18 de octubre de 2021, 7:45:38
Social


Cuando salí de Cuba... acampé en Madrid

Por Lucía de la Fuente

Quince meses acampados en la plaza de la Provincia, frente al Ministerio de Asuntos Exteriores, lleva un grupo de diez disidentes cubanos. Reclamando las ayudas que les prometieron al salir de Cuba, se han convertido en un elemento perenne del lugar. A diferencia de otras acampadas que se han sucedido en Madrid, ellos no son vigilados día y noche por la policía.


En un campamento hecho con maderas, colchones, algún mueble viejo reciclado, lonas y cartones conviven cinco hombres (tres son expresos), cuatro mujeres y un niño de catorce años. Acuden a los servicios de los bares y restaurantes de la zona para su aseo diario y a la Casa de Baños de Embajadores para la ducha (por medio euro se puede utilizar el servicio veinte minutos) "o, cuando se puede, a casa de un amigo español". Comen de lo que les lleva la gente, que es "muchísimo", y de las sobras que les dan por limpiar en varios bufés cercanos.

Por las noches hacen turnos de vigilancia porque denuncian haber sido atacados en alguna ocasión por "grupos radicales de izquierda". "Tengo la sensación de que en España hay mucha gente que sueña con una idea de comunismo que no existe, nosotros en Cuba pasábamos hambre", sostiene Douglas Faxas, que fue encarcelado por acometer "acciones directas contra unidades militares castristas". Con una ideología que califican de "afín a la derecha" lamentan, sin embargo, que "el actual Partido Popular que malgobierna España" no haya atendido sus demandas.

No tienen ni la más mínima intención de moverse de allí hasta que no se resuelvan sus casos. "El ministro tiene 28 cartas nuestras esperando", asegura Osbel Valle, otro expreso. Sobre esta espera, una portavoz del Ministerio de Asuntos Exteriores y Cooperación quiere dejar claro que "estas personas se acogieron a este programa, puesto en marcha por el Gobierno anterior, de manera voluntaria y aceptando su carácter temporal. A día de hoy están integradas en el sistema español, como cualquier ciudadano". Aún así, indica, el Gobierno actual está realizando con ellos "un esfuerzo adicional estudiando caso por caso".

 La historia de esta acampada comienza en 2010, cuando acuerdo diplomático acometido durante el Gobierno de Zapatero, que contó con la implicación de la Iglesia católica, trajo a España a 782 personas (115 expresos y parte de sus familias) en varios turnos.
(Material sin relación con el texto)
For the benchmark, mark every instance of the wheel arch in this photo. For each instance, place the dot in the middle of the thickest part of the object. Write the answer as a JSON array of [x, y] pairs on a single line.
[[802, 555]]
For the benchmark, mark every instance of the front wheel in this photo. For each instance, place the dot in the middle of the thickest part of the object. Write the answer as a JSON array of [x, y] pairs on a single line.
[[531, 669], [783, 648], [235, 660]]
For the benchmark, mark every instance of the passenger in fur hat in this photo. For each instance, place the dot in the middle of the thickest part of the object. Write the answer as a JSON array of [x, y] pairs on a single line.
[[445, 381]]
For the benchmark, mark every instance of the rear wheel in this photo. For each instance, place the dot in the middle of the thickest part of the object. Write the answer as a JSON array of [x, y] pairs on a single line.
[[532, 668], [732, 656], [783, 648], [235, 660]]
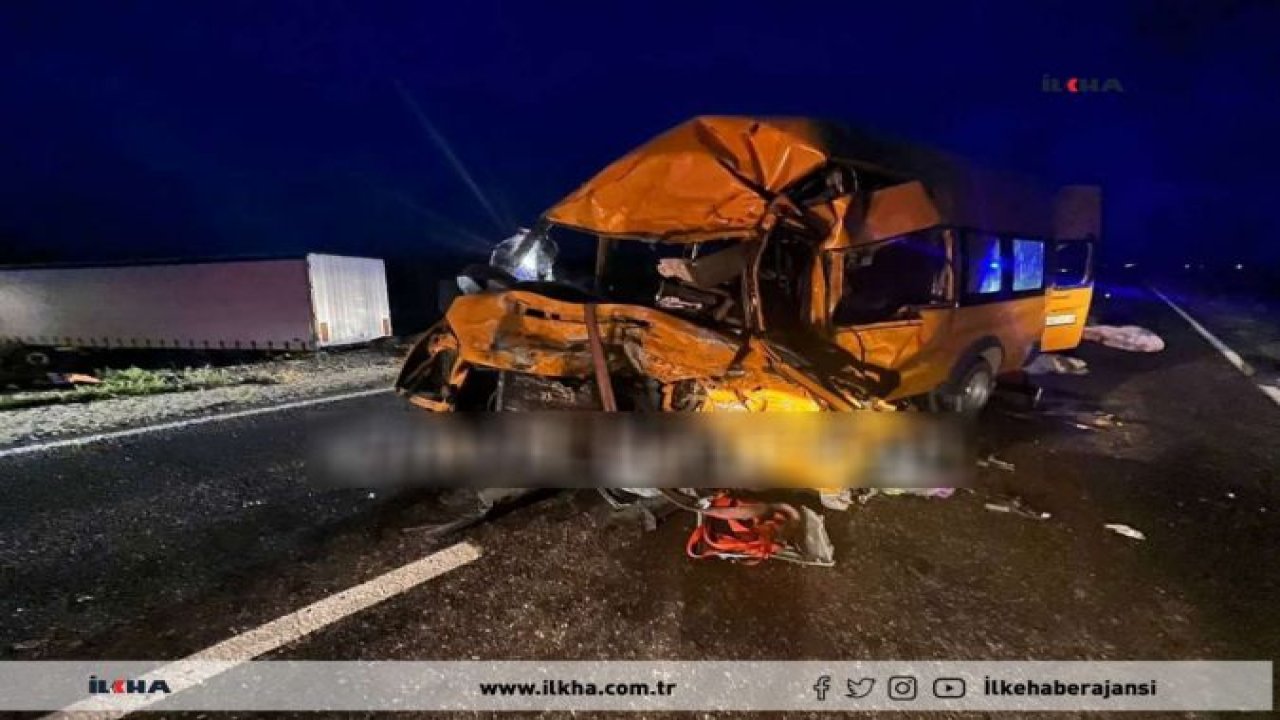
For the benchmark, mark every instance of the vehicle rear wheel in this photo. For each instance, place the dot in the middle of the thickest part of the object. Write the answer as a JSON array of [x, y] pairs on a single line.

El programa, dotado con 40 millones de euros, se comprometía a ofrecer a los refugiados atención social, psicológica y sanitaria, además de orientación laboral y formación. La Comisión Española de Ayuda al Refugiado (CEAR), Cruz Roja y Accem fueron las ONG encargadas de ejecutar el plan hasta que, ya en 2012, el Gobierno lo dio por finiquitado. "Nos habían prometido casa, atención psicológica, homologación de títulos... y no nos dieron nada", lamenta Faxas.

Los que ahora pernoctan en la plaza de la Provincia son parte del último grupo que aterrizó en Barajas. Sufrieron un desalojo en marzo pero volvieron al día siguiente: "El pueblo nos quiere, no hay manera de quitarnos de aquí". Denuncian "violentas agresiones" por parte de "algunos agentes de la Policía Municipal" pero muy "buen rollo" con la Policía Nacional. "El 31 de diciembre un grupo de policías nos trajo una cena con botellas de champán", recuerda Valle. En el campamento tienen además varias fotos de simpatizantes que han pasado por la acampada. Las que enseñan con más orgullo son las de la visita que les hizo a principios de julio Guillermo Fariñas, famoso disidente cubano que ha protagonizado 23 huelgas de hambre contra los Castro.

Después de tantos meses, soportando el frío del invierno y el asfixiante calor del verano, dicen que no piensan abandonar: "Aquí nos vamos a quedar. ¿Por qué? porque nos asiste la razón. Este país tiene la obligación de no dejarnos tirados. Además, aquí estamos viviendo mejor que en Cuba".